16 Haziran 2009 Salı

Döve Döve Yenmeyen Bizden Değil

Bu oyunun kendi tekellerinde olduğunu sananlar geçmişten günümüze kapanıp giden nice müessese kulüplerini unutup, milyonlarca taraftarının sevgisinden başka kazancı olmayan bir spor kulübünü karşısına almayı göze aldıysa eğer;
Her türlü provakasyonun mübah, dirsek atmanın legal, kendini yere atmaların işe yaramayacağı, spor adına yüz karası bir maç oynansın yarın akşam Abdi İpekçi'de.
Kazanan Fenerbahçe, hem kaybedip hem de dayak yiyen Efes Pilsen olsun.
Şampiyonluk kaybedilebilir, ama serinin 7. maça taşınması şart ve sonuna kadar burunlarından getirmek her Fenerbahçeliyim diyenin boynunun borcudur bu satten sonra.

"Toplarını" alıp gidene dek...

Fenerbahçe 20:00 Efes Pilsen
PS: 1991 senesindeki tarihi şampiyonluk karesinde kaptan Aliço'nun yanındaki kolormatik gözlüklü zat-ı muhterem dönemin futbol şubesi sorumlusu.

3 yorum:

zenmaster dedi ki...

Fenerbahçe basketbolunun bir "müessese" olan ülkerle birleşmeden önceki hali aklıma geliyor şimdi. Abdi İpekçi'nin yolunu tutardım o zamanlar Fenerbahçe'mi izlemek için. Ama yıllar öncesinden gelen bir Efes sempatim de vardı.
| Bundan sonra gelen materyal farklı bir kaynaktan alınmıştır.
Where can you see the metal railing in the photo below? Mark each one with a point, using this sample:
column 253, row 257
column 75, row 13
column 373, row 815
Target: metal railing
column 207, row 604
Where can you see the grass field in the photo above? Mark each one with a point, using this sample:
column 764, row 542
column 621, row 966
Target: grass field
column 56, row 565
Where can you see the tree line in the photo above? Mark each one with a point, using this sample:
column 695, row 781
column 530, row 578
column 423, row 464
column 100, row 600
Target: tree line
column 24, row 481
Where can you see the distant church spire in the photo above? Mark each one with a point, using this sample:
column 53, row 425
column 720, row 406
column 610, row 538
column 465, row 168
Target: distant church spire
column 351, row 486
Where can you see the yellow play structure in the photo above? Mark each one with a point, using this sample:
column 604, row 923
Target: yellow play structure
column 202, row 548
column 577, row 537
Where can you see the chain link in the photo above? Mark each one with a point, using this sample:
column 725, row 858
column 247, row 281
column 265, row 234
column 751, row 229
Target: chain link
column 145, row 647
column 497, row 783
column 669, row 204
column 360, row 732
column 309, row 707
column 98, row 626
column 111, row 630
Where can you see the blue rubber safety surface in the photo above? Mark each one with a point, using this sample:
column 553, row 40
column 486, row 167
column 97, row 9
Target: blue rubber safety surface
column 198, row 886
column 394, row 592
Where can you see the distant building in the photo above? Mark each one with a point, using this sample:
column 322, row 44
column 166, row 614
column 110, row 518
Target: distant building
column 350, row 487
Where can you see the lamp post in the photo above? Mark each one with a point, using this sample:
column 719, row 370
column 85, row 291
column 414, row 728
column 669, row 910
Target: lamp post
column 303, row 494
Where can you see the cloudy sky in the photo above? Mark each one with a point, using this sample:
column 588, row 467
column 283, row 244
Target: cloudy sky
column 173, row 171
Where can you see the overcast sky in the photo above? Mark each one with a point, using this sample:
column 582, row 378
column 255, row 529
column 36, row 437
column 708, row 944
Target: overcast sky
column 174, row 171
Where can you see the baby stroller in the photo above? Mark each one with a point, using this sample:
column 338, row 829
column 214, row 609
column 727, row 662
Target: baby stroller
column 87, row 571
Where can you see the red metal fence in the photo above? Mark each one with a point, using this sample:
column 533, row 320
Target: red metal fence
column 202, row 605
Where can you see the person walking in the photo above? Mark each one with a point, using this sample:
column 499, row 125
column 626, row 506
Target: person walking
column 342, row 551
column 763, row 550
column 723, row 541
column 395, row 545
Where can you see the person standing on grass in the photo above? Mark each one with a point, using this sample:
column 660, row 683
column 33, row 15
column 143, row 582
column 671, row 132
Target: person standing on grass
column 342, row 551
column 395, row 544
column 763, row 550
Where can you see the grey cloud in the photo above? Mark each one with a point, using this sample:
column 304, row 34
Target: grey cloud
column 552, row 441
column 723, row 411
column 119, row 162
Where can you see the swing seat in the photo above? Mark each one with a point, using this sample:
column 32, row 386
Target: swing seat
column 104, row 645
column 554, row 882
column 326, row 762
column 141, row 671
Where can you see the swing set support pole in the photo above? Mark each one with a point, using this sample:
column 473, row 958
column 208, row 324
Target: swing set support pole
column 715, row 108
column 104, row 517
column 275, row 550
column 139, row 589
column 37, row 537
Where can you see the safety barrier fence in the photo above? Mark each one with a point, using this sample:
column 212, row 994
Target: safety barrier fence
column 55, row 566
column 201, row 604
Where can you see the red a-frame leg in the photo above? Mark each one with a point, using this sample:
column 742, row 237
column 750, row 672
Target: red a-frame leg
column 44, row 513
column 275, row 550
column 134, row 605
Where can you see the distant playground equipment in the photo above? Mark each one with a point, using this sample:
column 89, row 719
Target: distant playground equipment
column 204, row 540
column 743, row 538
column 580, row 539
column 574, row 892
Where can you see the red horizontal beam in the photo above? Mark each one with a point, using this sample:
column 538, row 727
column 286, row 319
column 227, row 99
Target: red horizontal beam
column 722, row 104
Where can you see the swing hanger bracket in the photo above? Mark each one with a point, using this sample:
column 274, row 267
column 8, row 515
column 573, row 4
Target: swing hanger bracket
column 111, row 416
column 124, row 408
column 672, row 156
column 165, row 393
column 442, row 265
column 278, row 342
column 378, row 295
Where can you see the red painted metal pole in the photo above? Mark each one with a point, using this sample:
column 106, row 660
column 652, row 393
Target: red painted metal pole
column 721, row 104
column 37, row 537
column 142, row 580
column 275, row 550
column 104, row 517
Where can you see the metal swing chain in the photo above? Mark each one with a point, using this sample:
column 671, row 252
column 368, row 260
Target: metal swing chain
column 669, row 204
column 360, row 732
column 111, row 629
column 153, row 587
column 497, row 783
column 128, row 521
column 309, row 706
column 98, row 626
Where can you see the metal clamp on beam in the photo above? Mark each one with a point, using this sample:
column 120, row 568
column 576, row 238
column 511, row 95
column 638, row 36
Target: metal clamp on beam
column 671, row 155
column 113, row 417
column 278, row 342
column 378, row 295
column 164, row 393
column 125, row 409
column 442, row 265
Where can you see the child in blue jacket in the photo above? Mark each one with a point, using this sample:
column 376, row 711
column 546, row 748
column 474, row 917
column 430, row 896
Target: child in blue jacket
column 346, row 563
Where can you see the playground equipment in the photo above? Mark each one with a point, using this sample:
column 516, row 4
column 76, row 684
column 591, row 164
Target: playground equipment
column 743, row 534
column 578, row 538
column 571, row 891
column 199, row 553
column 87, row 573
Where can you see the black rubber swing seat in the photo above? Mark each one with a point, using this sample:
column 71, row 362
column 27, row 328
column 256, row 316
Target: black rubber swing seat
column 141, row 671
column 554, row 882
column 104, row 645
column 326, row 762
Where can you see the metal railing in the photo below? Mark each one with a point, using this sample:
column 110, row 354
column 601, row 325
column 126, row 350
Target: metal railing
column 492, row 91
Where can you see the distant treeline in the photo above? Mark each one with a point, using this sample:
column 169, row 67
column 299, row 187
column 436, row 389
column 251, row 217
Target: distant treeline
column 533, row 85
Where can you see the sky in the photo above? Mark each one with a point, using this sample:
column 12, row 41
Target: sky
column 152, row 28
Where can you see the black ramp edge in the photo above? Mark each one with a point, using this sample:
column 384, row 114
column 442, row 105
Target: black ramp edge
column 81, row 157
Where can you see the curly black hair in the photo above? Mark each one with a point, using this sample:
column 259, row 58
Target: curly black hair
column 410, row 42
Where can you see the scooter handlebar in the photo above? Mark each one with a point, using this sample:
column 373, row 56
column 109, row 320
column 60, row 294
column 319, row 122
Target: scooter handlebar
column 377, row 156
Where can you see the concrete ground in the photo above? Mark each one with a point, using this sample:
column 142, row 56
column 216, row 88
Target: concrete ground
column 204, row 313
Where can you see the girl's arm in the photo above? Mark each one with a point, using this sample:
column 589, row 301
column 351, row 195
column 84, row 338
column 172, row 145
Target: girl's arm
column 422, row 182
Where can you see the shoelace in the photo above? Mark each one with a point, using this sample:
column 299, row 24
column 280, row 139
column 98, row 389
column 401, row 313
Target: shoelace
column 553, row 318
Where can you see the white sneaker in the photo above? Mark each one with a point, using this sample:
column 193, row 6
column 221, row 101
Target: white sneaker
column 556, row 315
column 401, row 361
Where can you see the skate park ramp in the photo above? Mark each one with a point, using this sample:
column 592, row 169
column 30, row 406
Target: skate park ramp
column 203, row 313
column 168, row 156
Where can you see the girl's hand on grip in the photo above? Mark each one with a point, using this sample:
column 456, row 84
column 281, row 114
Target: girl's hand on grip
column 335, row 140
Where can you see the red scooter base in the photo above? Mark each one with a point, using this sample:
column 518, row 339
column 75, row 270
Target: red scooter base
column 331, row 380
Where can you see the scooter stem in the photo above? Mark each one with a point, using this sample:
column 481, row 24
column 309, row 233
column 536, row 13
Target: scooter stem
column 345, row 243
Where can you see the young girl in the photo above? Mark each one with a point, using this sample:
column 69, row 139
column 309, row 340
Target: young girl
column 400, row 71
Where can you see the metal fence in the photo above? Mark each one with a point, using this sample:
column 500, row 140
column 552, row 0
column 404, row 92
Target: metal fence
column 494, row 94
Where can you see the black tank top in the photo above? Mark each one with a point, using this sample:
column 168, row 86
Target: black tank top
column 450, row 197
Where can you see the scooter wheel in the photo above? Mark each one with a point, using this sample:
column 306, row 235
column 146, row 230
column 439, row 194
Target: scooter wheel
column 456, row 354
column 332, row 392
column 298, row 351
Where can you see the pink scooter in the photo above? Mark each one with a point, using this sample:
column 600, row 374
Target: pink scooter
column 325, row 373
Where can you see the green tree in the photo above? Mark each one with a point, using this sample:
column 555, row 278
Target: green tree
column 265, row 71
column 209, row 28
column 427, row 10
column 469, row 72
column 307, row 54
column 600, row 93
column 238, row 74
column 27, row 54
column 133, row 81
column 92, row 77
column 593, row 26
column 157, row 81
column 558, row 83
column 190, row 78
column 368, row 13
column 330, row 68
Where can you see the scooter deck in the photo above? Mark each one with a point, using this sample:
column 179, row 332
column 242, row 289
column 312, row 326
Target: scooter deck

Ülker ismini takıma verdiğinde o bahsettiğiniz "taraftar sevgisinden başka kazancı olmayan" spor kulübü şubesinin müesseseleşmesi kanıma dokundu. Ülker'i zaten sevmezdim. Artık takımın adı benim için Fenerbahçe Ülker değildi. Fenerbahçe zaten değildi. Sadece Ülker'di.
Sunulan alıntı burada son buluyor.